Background:
The seasonal trends of idiopathic pericardial effusion (PEff) are not known. Small PEff is usually asymptomatic but moderate to large PEff may lead to cardiac tamponade necessitating pericardial drainage procedures. Seasonal variations of PEff can help identify the association with viral infections that follow a seasonal pattern. Therefore, we sought to characterize the seasonal trends of moderate to large PEff.
Methods:
We retrospectively identified pericardial effusion patients from January 2015 to December 2019. Moderate to large PEff was defined as PEff requiring either pericardiocentesis or pericardial window. Patients with minimal to small PEff, autoimmune diseases (systemic lupus erythematosus, rheumatoid arthritis, systemic sclerosis), cardiac surgeries/invasive procedures, hemopericardium, chronic pericarditis, malignancy, and metastasis were excluded. Data was acquired from electronic medical records and frequencies, means, percentages, and chi-square test statistics were calculated.
Results:
Of the 472 patients with PEff, 63% (n=296) were males and 37% (n=176) females. The median age was 61 years.
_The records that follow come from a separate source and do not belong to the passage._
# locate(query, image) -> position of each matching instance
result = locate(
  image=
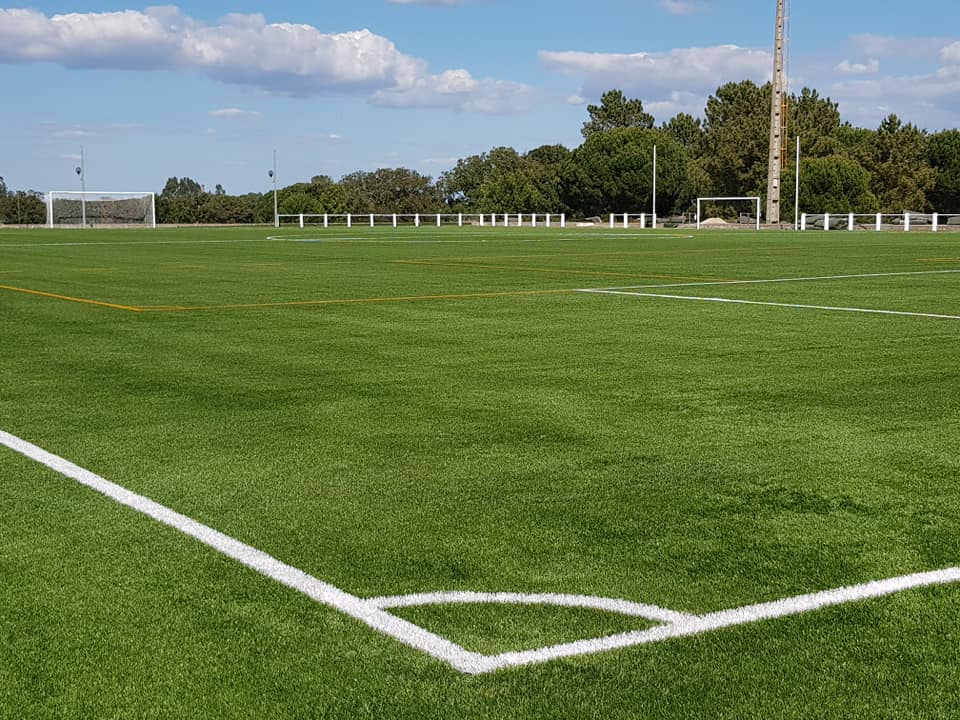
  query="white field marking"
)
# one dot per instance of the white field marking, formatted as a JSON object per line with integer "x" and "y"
{"x": 324, "y": 593}
{"x": 727, "y": 618}
{"x": 779, "y": 280}
{"x": 621, "y": 607}
{"x": 372, "y": 611}
{"x": 734, "y": 301}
Pericardiocentesis was performed in 65% of patients and 35% had pericardial window. All seasons had similar incidence of PEff (winter 27%, spring 25%, summer 24%, fall 23%, [X
2
=1.81, p=0.612]). The incidence also remained same across all the quarters of the year (Q1 25%, Q2 25%, Q3 26%, Q4 24%, [X2=0.119, p=0.990). The incidence of pericardiocentesis and pericardial window in winter (27% vs 27.5), Spring (22% vs 31%), summer (26% vs 20%), fall (25% vs 20%) showed no difference (X2=6.40, p=0.094).
Conclusion:
The incidence of moderate to large acute idiopathic pericardial effusion is consistent across all seasons and quarters. Similarly, no significant seasonality was associated with pericardiocentesis and pericardial window procedures.